Никто и предположить не мог, что герметичные стенки колб, непроницаемые ни для частиц материи, ни для излучения, не смогут нейтрализовать опасное воздействие, которое вызывает чужеродный вакуум при соприкосновении с нашим миром.– Что это за воздействие? – спросил Леванов.
– Команда ученых начала исследование аномалии с того, что взяла из нее образцы вакуума, – ответил Клим, – видимо, чтобы точно определить, не изменились ли свойства пространства в той области космоса. Насчет опасного воздействия на наш мир точно сказать невозможно: пока не хватает данных. Но могу поделиться своими догадками. Мм… – Клим призадумался, подбирая слова. – Мы говорим иносказательно о пострадавших людях или о предметах, что они как бы вморожены. Это верно, но вморожены они не в лед, а в реальность.
– В смысле? – не поняла Соира. – Для них реальность остановилась?
– Не сама реальность, а время. Их индивидуальное время.
– Индивидуальное время? – сморщил лоб Леванов. – Это как? Я думал, оно одно на всех.
– Время и правда одно, но вместе с тем оно относительно. К примеру, вы и я стоим сейчас друг напротив друга и беседуем. Может создаться обманчивое впечатление, что мы с вами пребываем в одном и том же времени, но это иллюзия, вызванная несовершенством человеческих органов чувств. Вы, полковник, видите меня не таким, какой я есть в данное мгновение, а таким, каким я был наносекунду назад: свету требуется время, чтобы отразиться от меня и добраться до ваших глаз. Одновременность – это иллюзия. На самом деле все объекты во Вселенной существуют как бы в разновременности. То есть у каждого время свое, именно поэтому я назвал его индивидуальным.
– Понятно. Так что со временем-то? Оно останавливается?
– В определенном радиусе оно перестает течь, замирает, но только для тех объектов – живых или неживых, – которые оказались вблизи от феномена или подверглись его влиянию непосредственно.
– Каким образом в таком случае «Альтаир» вернулся на базу? – удивилась Зоя.
– Возвращение и посадку произвел автопилот в аварийном режиме, – объяснил Кай, – когда решил, что на борту отсутствует пилот или иные живые существа. Он просто перестал их распознавать.
– Да, именно так и было, – согласился Клим. – Как только члены экспедиции оказались под воздействием инородного вакуума, они замерли во времени, и тогда зонд перешел в аварийный режим самовозврата.
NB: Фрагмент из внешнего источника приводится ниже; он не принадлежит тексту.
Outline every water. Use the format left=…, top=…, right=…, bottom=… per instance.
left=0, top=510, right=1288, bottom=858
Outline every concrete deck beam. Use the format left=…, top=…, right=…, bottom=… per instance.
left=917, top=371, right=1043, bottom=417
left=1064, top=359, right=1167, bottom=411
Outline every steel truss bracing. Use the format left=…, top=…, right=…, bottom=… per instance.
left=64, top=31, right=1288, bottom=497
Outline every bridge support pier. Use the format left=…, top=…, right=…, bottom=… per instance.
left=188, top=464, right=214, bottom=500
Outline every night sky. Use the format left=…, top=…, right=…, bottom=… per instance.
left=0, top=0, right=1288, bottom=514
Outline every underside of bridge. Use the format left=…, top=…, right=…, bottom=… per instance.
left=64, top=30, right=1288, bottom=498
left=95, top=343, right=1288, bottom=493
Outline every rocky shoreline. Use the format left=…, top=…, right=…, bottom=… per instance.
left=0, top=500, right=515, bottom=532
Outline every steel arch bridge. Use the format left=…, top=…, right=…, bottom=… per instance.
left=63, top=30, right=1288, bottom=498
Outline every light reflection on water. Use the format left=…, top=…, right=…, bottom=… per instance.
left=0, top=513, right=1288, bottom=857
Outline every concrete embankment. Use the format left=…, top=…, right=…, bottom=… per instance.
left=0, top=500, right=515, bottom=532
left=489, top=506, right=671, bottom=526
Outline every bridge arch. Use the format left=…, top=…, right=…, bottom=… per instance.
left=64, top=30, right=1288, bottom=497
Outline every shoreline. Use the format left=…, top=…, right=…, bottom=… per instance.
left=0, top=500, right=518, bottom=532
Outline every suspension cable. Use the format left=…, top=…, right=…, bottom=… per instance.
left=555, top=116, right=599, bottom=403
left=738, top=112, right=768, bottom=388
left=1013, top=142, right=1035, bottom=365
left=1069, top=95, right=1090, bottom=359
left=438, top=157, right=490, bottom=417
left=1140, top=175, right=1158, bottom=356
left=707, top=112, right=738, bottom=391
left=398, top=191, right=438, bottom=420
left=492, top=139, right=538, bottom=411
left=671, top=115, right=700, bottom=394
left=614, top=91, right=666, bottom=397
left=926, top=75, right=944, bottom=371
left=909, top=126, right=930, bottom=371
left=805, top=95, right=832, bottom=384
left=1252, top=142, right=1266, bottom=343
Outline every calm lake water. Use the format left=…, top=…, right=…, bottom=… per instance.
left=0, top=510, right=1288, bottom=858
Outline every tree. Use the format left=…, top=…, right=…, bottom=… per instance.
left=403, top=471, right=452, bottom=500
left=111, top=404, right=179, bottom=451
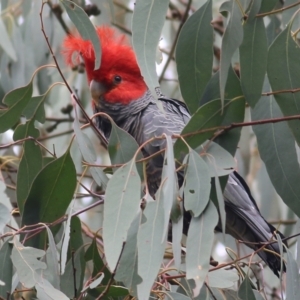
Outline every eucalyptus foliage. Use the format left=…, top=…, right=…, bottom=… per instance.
left=0, top=0, right=300, bottom=300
– Я не об этом, – помотала головой Гадот, – я не понимаю, почему не вмерз весь зонд вместе со своей электроникой?
– Хм… интересный момент, – заметил Клим. – Если честно, не знаю. Но предполагаю, что все дело в уровне сложности объекта и в интенсивности воздействия, под которым он оказался.
– По сообщению Рене, электроника зонда молчала, когда он прибыл, – объяснил Леванов, – работал лишь автономный блок самовозврата, а он, по сравнению с прочей автоматикой зонда, довольно прост… – Полковник озадаченно потер лоб. – Но я совершенно не понимаю, какое имеет отношение сложность к вакууму?
Клим задумчиво покачал головой.
– Тоже не знаю. Не представляю, как такая связь может существовать, но она, мне кажется, есть.
– Почему ты так уверен? – с сомнением спросила Соира.
– В самом деле, – поддержала ее Зоя, – воздействие вакуума проявилось и на зонде, и в диспетчерской, но в первом случае вморозились в реальность только люди и часть электроники, а во втором – и люди, и звери, и разведзонды, и вся электроника, и даже оборудование. Там встало все.
– Не все, – возразил Клим, – флаг на крыше свободно трепетал, да и двери внутри помещений открывались без проблем.
– И что это значит?
– На первый взгляд, этот факт подтверждает некую корреляцию между степенью воздействия и сложностью.